South Africa’s Search for a National Playing Style

By | July 29th, 2010 | 5 Comments

Coach Styles teaching future Bafana and PSL stars in Pietermaritzburg (Photo by Gemma Mcdonald)

National football styles are intertwined with a country’s history and culture. Can Pitso Mosimane, Bafana Bafana’s new homegrown coach, develop a common ‘South African’ playing style? If the former SuperSport coach and Bafana assistant succeeds, he will have done better than his Brazilian, Romanian, English, Portuguese, and French predecessors.

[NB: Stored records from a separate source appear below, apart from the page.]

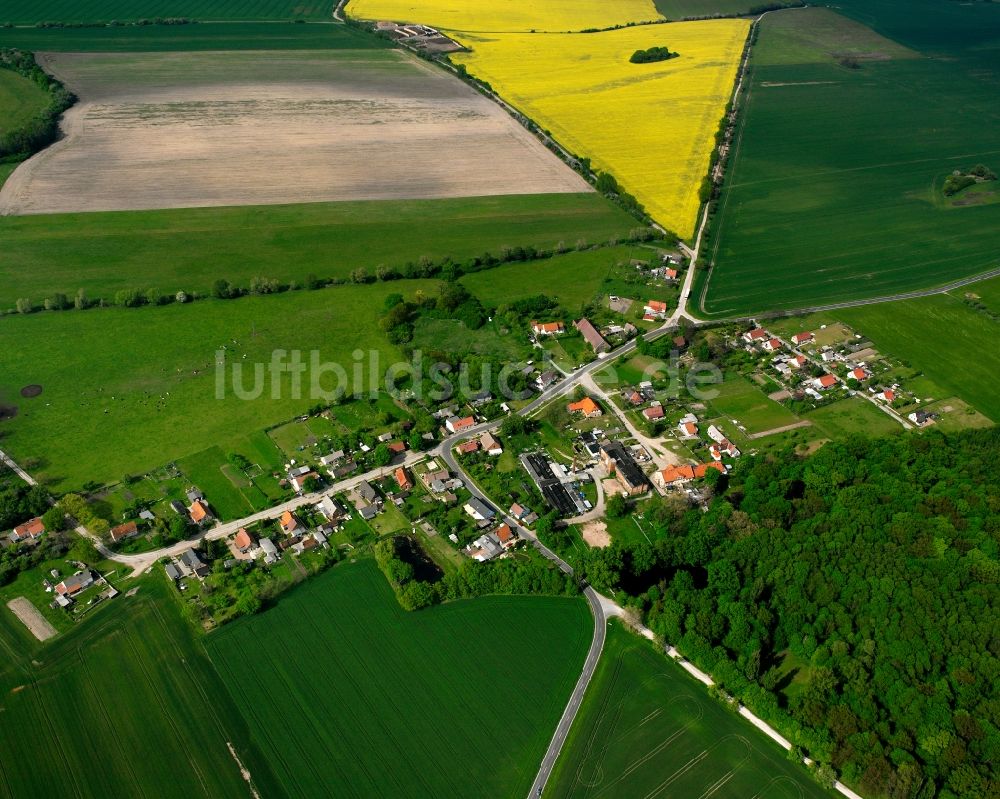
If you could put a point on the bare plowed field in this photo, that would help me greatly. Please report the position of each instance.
(175, 130)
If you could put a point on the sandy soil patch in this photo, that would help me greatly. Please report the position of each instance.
(596, 534)
(32, 618)
(171, 130)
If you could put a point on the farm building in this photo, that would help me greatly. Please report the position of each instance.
(591, 336)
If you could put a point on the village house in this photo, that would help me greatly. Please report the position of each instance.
(72, 586)
(367, 492)
(653, 412)
(655, 309)
(678, 475)
(547, 328)
(490, 445)
(332, 458)
(725, 447)
(479, 510)
(591, 336)
(485, 548)
(620, 464)
(403, 479)
(30, 531)
(330, 510)
(243, 541)
(200, 513)
(522, 514)
(587, 407)
(123, 532)
(288, 523)
(299, 481)
(456, 425)
(506, 536)
(546, 379)
(268, 550)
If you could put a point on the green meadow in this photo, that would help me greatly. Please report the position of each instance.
(738, 398)
(127, 390)
(351, 696)
(125, 704)
(573, 279)
(190, 249)
(646, 728)
(32, 11)
(209, 36)
(807, 216)
(947, 339)
(20, 100)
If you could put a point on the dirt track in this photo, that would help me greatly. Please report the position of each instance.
(169, 130)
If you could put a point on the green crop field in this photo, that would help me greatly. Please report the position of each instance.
(214, 36)
(349, 695)
(23, 12)
(126, 704)
(573, 279)
(646, 728)
(126, 390)
(20, 100)
(740, 399)
(809, 217)
(190, 249)
(944, 337)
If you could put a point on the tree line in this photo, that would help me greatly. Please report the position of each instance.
(43, 128)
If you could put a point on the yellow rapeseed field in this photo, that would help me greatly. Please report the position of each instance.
(652, 126)
(508, 15)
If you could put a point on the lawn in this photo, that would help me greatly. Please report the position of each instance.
(20, 100)
(646, 728)
(852, 416)
(806, 216)
(351, 696)
(125, 704)
(216, 36)
(573, 279)
(740, 399)
(126, 390)
(949, 341)
(32, 11)
(650, 125)
(190, 249)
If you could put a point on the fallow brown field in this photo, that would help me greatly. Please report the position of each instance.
(174, 130)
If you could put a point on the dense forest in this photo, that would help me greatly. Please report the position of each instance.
(851, 598)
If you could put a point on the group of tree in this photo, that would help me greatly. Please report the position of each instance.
(870, 573)
(415, 589)
(43, 128)
(652, 54)
(958, 180)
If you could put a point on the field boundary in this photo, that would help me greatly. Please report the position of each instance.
(31, 617)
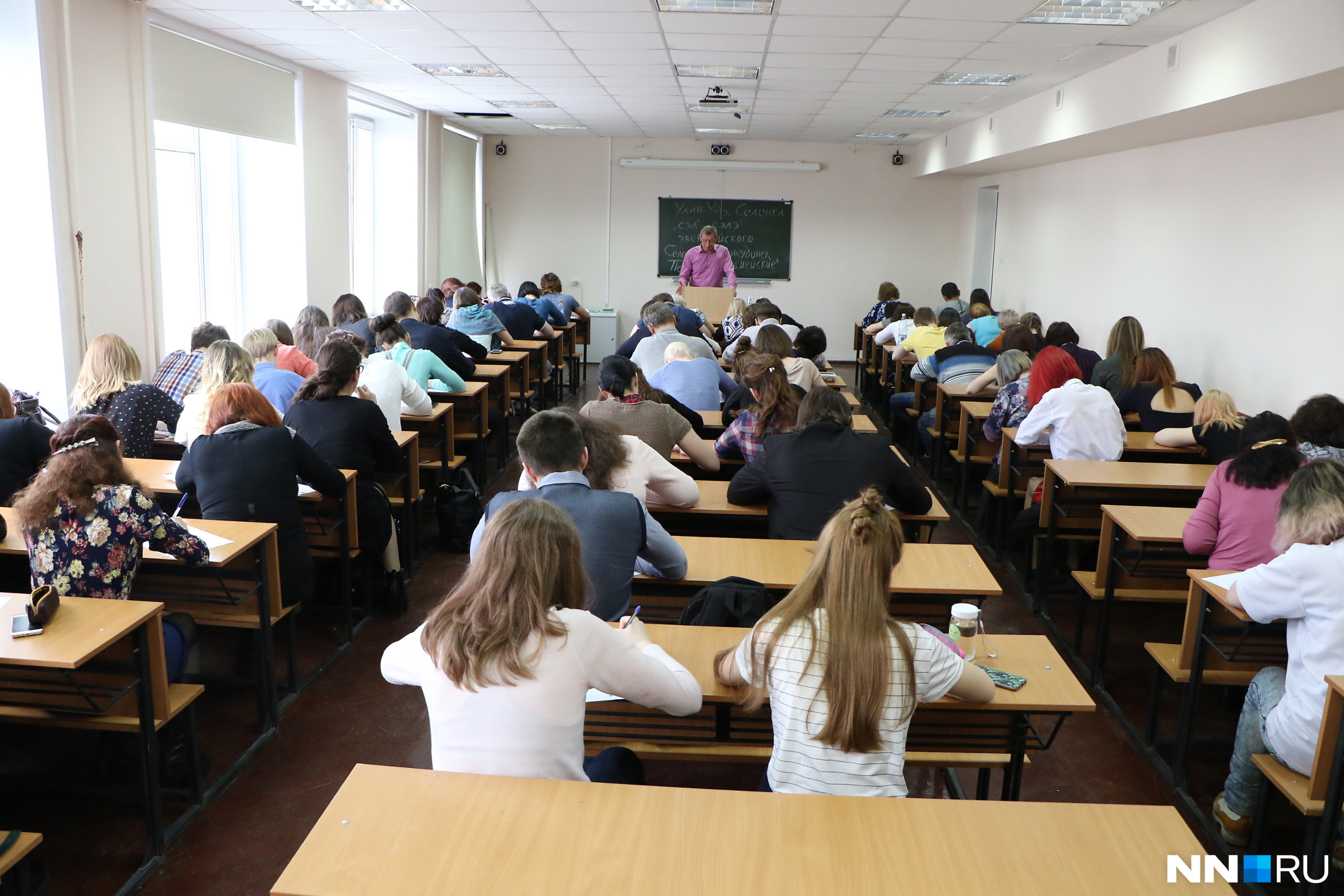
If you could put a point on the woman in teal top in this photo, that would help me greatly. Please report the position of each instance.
(424, 366)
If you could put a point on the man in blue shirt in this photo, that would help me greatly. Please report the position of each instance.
(277, 385)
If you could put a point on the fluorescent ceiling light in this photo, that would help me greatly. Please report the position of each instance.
(357, 6)
(715, 6)
(916, 113)
(721, 166)
(718, 72)
(471, 70)
(955, 78)
(1096, 13)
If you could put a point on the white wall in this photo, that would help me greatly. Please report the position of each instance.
(1226, 248)
(858, 222)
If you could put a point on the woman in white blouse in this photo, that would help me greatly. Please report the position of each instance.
(507, 659)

‘South African football is a sort of United Nations,’ writes Izichwe Youth Football director Thabo Dladla in his ‘Talking Football’ column this week. ‘You have parts of the country like the Western Cape with their English influence, inland areas with diski [street style] influence, some German and Dutch influence in SAFA structures, [and more recently] Brazilian and Serbian influences.’

Clearly, Mosimane faces a daunting challenge in trying to craft a common style out of a melange of local and foreign influences. ‘South African football is more about ball retention and individual improvisation,’ Dladla notes.  ‘We grow up playing in small spaces, on hard, bumpy surfaces.  The small frame and short-to-medium height of the majority of our players make it logical to play mainly short passes on the ground.’

World champions Spain point the way forward for South Africa. It’s not a question of conveniently jumping on the winners’ bandwagon. Rather, Dladla notes that ‘Spanish football is based on technique, ball possession and nimble short-passing combination.’ That Spain’s 11 starters in the World Cup all play in La Liga further inspires many South Africans eager to raise the quality of the domestic Premier Soccer League.

Will South Africa’s performances improve under Mosimane? Will a new national style of play reflect the sharper sense of South Africanness left by the 2010 World Cup?  Perhaps, but until that time local fans will keep on blowing vuvuzelas in the stadiums: ‘They are bored,’ says Dladla, ‘There is nothing to entertain them between the lines.’